Traducendo letteralmente dalla lingua basca, Plaza libreak significa “posti liberi”, e deriva dal nome dei piccoli campi usati per il gioco della pelota che si possono trovare in qualsiasi villaggio dei Paesi Baschi.
Plaza libreak
Asier Gogortza esplora i diversi tipi di campi per il gioco della pelota, presenze immancabili in ogni villaggio dei Paesi Baschi, e li usa come pretesto per indagare il rapporto tra architettura e paesaggio.
View Article details
- 22 ottobre 2013
È possibile affermare che il campo da pelota, o fronton, è la più significativa espressione architettonica dei Paesi Baschi, esportata con successo in paesi vicini e lontani come l'Argentina, il Messico, Cuba o gli Stati Uniti d'America, insieme al gioco stesso, dagli immigrati baschi. “Un basco, un berretto, due baschi, un fronton” afferma un detto popolare.

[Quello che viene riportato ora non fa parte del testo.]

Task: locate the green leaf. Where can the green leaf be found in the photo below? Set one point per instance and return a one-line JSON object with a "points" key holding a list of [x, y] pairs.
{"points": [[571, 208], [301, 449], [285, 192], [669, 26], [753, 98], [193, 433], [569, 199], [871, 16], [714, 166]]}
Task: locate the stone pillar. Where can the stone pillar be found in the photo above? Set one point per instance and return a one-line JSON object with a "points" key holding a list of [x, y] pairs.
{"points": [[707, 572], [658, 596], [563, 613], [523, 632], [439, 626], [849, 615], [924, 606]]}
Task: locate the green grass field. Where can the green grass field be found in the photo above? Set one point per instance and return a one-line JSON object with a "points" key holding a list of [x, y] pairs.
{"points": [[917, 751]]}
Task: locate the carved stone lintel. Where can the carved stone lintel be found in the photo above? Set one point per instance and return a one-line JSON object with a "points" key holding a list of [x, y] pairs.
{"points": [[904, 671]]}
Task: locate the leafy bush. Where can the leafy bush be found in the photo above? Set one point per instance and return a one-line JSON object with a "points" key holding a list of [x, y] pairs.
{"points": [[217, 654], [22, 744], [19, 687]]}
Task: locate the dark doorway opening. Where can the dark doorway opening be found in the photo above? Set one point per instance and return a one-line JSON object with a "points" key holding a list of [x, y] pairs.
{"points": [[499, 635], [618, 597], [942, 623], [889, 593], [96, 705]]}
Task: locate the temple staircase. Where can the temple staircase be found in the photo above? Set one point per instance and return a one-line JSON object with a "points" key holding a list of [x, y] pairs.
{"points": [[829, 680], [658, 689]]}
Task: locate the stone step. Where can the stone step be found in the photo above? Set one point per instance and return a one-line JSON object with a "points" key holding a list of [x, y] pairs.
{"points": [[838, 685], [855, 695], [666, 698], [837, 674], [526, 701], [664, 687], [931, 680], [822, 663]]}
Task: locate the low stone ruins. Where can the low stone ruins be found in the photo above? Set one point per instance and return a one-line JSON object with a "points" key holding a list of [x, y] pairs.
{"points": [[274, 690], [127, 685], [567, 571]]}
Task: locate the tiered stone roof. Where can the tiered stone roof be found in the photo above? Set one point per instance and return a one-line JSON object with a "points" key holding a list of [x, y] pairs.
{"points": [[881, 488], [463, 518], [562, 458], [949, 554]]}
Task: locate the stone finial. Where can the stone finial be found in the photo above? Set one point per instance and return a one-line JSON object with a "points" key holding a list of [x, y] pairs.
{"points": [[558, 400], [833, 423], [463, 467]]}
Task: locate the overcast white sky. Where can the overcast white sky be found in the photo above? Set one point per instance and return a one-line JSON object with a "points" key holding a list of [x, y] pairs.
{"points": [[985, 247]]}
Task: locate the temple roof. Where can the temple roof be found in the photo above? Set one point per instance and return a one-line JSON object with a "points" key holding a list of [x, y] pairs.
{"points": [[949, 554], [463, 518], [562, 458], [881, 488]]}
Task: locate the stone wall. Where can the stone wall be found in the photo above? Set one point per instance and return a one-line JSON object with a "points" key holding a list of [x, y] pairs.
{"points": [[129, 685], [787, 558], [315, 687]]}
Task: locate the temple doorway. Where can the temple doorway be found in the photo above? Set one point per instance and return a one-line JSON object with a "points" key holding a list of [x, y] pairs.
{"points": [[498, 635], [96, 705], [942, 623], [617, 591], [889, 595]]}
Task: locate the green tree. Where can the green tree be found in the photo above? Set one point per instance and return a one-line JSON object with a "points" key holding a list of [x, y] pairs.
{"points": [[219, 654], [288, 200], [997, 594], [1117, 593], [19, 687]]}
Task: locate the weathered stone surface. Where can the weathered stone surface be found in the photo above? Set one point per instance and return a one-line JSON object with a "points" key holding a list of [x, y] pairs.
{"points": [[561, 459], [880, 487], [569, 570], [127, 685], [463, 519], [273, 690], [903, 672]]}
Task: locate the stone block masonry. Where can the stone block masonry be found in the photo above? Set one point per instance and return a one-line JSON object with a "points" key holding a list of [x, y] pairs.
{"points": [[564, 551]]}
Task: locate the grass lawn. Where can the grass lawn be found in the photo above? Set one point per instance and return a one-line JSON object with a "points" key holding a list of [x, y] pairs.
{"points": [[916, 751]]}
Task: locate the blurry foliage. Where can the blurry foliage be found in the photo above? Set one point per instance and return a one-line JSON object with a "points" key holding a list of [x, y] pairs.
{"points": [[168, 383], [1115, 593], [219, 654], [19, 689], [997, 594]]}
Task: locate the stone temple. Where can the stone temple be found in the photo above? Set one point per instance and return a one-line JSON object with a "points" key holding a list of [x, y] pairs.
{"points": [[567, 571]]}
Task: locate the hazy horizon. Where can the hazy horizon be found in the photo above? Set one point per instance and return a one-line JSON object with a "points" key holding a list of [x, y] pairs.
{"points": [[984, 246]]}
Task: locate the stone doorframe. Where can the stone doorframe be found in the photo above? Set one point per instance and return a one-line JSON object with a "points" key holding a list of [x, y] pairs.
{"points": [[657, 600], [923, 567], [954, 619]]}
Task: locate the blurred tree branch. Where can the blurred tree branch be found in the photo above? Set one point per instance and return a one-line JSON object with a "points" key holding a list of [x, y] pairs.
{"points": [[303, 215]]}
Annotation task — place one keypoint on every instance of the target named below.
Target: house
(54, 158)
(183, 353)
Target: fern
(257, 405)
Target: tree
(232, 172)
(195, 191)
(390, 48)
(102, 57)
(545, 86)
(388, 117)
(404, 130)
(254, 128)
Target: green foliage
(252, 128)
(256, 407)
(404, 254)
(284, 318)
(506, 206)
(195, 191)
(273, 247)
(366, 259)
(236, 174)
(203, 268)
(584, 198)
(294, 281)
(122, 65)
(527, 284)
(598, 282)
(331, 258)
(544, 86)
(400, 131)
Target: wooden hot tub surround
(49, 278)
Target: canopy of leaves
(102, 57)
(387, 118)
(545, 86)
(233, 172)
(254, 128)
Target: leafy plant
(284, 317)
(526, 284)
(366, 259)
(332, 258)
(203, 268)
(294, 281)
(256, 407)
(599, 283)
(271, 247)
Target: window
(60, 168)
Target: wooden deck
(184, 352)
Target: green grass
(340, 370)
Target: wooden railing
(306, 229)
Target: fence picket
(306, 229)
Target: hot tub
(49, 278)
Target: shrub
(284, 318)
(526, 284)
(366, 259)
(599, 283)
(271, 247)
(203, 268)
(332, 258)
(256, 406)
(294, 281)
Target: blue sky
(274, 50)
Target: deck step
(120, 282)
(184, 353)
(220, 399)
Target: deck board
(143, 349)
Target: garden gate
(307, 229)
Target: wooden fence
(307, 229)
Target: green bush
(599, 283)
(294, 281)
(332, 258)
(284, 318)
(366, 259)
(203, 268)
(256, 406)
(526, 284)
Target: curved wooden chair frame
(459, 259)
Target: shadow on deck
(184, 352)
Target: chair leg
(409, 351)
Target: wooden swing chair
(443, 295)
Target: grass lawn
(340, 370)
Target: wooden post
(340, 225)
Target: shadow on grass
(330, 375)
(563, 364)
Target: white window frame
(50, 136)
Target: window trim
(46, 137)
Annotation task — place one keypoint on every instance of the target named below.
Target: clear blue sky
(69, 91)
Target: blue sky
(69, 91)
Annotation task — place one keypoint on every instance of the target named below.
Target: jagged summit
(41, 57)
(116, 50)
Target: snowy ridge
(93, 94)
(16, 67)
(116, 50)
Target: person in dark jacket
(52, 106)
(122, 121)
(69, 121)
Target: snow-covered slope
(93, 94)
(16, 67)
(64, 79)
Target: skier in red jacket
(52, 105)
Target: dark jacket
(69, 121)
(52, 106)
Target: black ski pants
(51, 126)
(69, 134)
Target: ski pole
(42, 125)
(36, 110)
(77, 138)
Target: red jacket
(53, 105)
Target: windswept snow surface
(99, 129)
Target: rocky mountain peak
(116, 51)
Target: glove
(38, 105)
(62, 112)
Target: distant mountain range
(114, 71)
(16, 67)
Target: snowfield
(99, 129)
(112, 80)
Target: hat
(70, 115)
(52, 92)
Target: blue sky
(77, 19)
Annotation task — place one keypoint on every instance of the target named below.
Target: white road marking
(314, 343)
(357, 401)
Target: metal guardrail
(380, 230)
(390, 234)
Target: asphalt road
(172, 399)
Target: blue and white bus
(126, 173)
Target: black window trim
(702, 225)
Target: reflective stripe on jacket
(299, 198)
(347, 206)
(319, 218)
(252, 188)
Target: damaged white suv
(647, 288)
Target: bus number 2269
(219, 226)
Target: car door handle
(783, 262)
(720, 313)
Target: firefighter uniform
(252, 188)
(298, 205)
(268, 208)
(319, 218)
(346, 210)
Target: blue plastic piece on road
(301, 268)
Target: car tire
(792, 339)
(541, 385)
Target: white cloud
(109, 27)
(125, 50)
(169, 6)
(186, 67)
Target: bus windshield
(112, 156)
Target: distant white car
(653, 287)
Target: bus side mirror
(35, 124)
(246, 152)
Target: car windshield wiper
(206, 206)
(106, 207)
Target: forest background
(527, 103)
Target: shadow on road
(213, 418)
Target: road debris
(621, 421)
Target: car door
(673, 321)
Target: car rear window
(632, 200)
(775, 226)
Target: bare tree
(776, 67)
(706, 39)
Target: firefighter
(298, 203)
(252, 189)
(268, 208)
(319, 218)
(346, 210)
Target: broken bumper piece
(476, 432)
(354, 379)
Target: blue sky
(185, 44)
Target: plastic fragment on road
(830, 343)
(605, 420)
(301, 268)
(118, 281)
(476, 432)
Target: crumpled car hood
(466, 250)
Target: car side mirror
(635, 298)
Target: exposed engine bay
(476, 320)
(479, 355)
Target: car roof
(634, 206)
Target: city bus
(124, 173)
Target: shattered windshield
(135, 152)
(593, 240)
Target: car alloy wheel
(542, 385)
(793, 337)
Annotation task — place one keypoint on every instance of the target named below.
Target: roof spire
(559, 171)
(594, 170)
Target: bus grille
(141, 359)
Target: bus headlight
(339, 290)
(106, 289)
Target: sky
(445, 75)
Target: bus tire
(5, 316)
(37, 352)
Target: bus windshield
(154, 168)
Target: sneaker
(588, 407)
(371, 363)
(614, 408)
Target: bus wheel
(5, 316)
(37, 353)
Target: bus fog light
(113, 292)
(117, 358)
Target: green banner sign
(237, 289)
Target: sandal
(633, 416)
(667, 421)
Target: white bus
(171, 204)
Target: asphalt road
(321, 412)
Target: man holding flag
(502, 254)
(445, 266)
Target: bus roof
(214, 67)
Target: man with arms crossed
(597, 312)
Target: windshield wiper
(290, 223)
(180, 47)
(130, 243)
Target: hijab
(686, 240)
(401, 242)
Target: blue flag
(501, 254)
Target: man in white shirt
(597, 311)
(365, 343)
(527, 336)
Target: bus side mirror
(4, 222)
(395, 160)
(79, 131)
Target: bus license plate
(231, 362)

I fronton sono sempre stati collocati nei punti più importanti, sia nei villaggi sia nelle periferie più estreme, solitamente vicino alle chiese, e, oltre a essere un luogo ludico, sono spesso anche spazi comuni a disposizione degli abitanti, una specie di tempio laico dove si svolgono innumerevoli attività sociali e culturali. Per realizzare questa serie di fotografie sono partito dallo studio delle diverse tipologie di fronton e ho sviluppato una ricerca estetica, basando la mia indagine sul rapporto tra architettura e paesaggio.
Alla fine ho scelto i one-wall fronton, perché mi affascina il fatto che tali opere architettoniche elementari possano avere un'importante funzione tale sociale e, al tempo stesso, siano in grado di generare un tale potere simbolico. Molto è stato scritto circa il carattere scultoreo dei fronton, presentati dallo scultore Jorge Oteiza come il paradigma basco di “vuoto”. Tuttavia, con questa serie di fotografie, ho intenzione di mettere in evidenza l'idea del fronton come finestra di apertura al paesaggio, che può essere considerata come finestra che guarda alla memoria collettiva di un paese.
Quando stavo per finire la serie di fotografie ho saputo che l'architetto Peña Gantxegi aveva lavorato sugli stessi concetti e che aveva idato magistrale interpretazione delle sue idee nel cimitero a Oiartzun. Il suo lavoro consiste in un muro con la forma di un fronton (o di una lapide) sulla parete del cimitero, ma con un grande foro rettangolare nel mezzo, dal quale può essere contemplato il paesaggio esterno. Una finestra tra il mondo dei morti e il mondo dei vivi.